Responses to the Coup d'etat in Honduras on Sunday June 28, with special emphasis on producing English-language versions of commentaries by Honduran scholars and editorial writers and addressing the confusion encouraged by lack of basic knowledge about Honduras.
Tuesday, September 22, 2009
This is how UN Peacekeeping forces are referred to in Spanish.
One of the rumors or perhaps wishes I have heard persistently from friends in Honduras is that at some point, the military repression against the people will be met by the arrival of outside forces.
This recalls the rumor that circulated not long ago, that Zelaya was at the Palmerola air force base, and/or that the US forces or UN Peacekeepers were there and would emerge to protect/restore him.
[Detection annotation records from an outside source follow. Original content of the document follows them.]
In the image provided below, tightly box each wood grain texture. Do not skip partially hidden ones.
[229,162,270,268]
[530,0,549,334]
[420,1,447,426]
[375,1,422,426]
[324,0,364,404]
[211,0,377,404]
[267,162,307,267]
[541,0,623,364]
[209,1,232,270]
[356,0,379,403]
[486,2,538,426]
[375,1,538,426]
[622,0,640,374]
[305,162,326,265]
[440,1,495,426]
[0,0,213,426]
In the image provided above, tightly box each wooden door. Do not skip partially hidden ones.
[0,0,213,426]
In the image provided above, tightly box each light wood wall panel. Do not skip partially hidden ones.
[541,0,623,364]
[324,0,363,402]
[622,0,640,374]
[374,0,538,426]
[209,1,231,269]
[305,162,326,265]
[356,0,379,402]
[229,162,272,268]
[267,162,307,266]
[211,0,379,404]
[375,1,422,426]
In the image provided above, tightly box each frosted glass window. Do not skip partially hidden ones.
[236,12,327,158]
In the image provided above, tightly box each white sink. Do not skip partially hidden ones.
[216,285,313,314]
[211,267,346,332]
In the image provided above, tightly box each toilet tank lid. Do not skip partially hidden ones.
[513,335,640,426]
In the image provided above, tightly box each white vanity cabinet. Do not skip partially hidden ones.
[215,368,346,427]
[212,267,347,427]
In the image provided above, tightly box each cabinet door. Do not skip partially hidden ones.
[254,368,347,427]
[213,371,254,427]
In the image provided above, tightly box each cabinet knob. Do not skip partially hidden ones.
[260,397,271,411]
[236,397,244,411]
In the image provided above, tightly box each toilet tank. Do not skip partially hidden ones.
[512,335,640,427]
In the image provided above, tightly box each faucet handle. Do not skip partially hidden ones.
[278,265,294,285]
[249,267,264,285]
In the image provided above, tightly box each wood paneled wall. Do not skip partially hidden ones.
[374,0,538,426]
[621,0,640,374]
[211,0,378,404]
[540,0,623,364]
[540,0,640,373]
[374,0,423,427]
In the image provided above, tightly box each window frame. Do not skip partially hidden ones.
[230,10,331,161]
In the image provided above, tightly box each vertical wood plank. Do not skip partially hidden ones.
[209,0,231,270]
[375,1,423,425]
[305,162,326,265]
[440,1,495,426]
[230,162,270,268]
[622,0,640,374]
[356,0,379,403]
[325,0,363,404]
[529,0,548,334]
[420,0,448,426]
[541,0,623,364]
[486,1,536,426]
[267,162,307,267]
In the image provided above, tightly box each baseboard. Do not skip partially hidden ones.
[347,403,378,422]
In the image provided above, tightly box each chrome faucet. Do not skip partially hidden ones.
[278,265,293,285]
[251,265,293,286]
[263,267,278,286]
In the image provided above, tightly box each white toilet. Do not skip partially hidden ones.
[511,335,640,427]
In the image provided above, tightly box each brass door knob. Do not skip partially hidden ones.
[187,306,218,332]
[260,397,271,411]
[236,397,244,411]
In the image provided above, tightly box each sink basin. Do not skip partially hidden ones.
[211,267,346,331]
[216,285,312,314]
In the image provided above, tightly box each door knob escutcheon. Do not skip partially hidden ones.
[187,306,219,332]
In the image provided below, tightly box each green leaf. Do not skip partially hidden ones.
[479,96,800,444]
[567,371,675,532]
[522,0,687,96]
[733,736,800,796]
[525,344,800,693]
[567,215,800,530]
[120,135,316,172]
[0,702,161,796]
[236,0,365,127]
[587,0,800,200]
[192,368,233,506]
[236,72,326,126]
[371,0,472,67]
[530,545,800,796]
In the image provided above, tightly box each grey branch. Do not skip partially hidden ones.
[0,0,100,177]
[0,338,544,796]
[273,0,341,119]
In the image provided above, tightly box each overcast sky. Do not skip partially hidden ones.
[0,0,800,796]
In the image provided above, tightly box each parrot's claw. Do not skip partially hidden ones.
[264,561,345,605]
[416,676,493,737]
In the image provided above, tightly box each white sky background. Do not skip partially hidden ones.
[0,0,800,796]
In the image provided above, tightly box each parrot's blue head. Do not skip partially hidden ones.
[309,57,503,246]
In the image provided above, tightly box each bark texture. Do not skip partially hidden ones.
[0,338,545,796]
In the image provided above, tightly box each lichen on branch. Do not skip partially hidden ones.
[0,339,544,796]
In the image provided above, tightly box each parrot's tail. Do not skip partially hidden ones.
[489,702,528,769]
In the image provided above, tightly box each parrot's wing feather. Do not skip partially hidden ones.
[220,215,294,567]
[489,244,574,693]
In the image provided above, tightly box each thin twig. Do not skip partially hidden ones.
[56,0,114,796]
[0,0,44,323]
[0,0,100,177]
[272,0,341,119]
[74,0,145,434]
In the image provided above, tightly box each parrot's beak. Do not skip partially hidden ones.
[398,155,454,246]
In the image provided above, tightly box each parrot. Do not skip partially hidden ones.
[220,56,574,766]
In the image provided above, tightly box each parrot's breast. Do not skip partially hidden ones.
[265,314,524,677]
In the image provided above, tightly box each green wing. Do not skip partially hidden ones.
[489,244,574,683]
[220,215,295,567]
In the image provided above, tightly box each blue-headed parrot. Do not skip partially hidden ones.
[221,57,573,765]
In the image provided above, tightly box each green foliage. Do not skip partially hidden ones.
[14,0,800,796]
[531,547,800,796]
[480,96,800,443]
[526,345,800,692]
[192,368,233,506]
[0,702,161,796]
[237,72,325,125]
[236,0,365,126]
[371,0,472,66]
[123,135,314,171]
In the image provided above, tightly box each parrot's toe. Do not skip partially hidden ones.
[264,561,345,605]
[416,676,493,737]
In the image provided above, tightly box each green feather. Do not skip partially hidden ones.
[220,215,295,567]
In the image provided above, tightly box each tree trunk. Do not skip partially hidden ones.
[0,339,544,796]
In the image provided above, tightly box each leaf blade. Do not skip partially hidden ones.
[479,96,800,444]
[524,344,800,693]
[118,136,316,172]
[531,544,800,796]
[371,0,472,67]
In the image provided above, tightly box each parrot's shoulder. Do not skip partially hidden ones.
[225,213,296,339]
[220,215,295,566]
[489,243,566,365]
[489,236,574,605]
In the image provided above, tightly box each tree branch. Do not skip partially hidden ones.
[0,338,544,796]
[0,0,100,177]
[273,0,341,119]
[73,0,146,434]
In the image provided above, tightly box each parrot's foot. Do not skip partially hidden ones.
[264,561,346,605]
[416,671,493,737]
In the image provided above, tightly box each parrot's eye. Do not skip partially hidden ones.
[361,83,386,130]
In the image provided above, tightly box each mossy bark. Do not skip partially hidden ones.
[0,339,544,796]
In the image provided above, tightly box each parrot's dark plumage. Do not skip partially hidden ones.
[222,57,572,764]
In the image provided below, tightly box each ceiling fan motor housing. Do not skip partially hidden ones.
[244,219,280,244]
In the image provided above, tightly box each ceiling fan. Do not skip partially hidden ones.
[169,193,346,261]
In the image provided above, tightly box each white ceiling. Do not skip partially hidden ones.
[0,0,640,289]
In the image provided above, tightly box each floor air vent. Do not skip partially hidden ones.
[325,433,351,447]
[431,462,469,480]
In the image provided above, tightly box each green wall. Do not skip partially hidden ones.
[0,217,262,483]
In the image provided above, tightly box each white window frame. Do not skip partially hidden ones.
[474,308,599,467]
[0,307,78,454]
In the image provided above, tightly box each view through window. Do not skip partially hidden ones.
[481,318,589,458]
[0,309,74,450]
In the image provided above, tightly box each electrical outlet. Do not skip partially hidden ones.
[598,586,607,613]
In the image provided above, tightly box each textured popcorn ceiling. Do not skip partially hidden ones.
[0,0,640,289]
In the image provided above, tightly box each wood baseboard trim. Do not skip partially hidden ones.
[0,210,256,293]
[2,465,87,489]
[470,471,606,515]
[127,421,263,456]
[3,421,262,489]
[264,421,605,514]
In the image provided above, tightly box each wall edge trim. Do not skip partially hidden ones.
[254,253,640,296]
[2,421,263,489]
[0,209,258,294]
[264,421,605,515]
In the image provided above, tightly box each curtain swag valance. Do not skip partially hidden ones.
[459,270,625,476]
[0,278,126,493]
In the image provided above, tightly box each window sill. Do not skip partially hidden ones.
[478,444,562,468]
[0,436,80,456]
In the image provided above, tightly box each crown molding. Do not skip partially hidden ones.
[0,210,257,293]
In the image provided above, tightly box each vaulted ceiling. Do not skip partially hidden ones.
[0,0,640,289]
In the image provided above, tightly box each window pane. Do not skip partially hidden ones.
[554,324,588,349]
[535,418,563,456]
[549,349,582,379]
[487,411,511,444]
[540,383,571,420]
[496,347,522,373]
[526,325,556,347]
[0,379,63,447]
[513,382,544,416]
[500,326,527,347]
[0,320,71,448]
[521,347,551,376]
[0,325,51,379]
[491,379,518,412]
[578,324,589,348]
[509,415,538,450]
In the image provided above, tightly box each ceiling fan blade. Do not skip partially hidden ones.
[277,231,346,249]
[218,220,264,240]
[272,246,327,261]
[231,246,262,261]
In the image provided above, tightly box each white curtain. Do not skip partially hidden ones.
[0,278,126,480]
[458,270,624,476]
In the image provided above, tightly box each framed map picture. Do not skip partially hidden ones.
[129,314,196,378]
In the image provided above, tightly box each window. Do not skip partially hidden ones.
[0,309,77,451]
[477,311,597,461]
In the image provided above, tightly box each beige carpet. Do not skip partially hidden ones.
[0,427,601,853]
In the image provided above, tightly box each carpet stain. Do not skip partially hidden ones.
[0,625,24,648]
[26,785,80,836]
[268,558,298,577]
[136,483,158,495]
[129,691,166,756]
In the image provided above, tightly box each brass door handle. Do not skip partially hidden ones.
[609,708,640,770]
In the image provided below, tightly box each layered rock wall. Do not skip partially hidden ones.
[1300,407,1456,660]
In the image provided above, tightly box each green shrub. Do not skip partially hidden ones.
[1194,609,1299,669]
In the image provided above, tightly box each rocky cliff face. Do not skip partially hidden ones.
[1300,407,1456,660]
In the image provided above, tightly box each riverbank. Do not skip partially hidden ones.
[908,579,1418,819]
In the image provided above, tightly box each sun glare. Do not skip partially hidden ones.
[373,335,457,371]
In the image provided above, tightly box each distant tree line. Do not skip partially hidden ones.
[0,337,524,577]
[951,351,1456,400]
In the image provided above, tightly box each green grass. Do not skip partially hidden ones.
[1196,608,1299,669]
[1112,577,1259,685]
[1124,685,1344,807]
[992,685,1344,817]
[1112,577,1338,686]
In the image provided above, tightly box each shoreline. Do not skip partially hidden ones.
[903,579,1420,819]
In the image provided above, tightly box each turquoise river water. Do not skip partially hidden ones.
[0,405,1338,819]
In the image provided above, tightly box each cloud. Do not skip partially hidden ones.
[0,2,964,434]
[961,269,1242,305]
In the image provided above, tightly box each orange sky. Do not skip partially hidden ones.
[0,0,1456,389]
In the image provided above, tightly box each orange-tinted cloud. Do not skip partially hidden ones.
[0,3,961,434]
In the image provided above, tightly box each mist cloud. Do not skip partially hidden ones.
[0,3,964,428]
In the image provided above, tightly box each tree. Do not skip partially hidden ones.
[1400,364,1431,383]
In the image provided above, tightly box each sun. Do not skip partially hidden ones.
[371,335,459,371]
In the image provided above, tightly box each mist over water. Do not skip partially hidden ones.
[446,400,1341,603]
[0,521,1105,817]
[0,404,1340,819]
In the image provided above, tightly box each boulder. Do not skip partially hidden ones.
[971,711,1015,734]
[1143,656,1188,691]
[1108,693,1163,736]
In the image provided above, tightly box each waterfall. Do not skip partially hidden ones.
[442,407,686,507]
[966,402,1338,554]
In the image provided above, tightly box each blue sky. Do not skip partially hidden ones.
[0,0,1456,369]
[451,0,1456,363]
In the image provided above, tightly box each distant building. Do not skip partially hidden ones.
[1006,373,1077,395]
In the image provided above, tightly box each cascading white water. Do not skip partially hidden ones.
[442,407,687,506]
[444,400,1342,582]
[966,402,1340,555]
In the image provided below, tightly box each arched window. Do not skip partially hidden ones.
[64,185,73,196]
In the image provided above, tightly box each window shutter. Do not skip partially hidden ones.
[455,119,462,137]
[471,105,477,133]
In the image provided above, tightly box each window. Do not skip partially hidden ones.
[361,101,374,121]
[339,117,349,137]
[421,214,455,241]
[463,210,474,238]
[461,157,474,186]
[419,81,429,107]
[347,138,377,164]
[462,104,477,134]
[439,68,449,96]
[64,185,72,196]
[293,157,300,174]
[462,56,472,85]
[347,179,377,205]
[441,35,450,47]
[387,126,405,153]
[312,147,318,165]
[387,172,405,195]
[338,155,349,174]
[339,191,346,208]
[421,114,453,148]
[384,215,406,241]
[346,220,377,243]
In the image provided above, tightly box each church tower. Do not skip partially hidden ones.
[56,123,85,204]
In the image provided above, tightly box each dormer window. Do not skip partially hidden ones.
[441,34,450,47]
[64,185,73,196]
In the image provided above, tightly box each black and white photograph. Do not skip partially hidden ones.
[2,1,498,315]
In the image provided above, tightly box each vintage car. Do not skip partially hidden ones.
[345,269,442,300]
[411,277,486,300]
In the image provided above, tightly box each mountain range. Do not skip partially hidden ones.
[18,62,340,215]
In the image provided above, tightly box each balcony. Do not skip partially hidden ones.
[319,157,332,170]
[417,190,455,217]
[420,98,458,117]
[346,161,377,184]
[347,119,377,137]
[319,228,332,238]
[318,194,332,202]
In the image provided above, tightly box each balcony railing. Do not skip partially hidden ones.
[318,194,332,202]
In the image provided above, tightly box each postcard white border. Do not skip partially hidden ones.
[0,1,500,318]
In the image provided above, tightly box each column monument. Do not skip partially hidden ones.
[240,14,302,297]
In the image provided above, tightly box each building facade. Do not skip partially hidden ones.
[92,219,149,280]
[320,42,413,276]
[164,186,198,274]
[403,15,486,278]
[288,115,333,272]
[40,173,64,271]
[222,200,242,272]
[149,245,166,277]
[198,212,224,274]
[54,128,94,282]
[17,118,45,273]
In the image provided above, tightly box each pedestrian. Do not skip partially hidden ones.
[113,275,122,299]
The most recent versions, though, all turn on the cascos azules. Juan Donaghy notes that during a radio program by the Catholic church in Santa Rosa de Copan about the situation, broadcasters urged people to go on line and sign a petition to ask the UN to send in peacekeeping forces.
The Honduran people, despite all the incapacity of the international community, are still waiting for the rule of law to be supported by other nations; or by the world community acting as a whole.
I am both proud of the courage and nobility this shows, and ashamed that the world is neither listening nor responding.
Send in the cascos azules. Or come up with a better idea.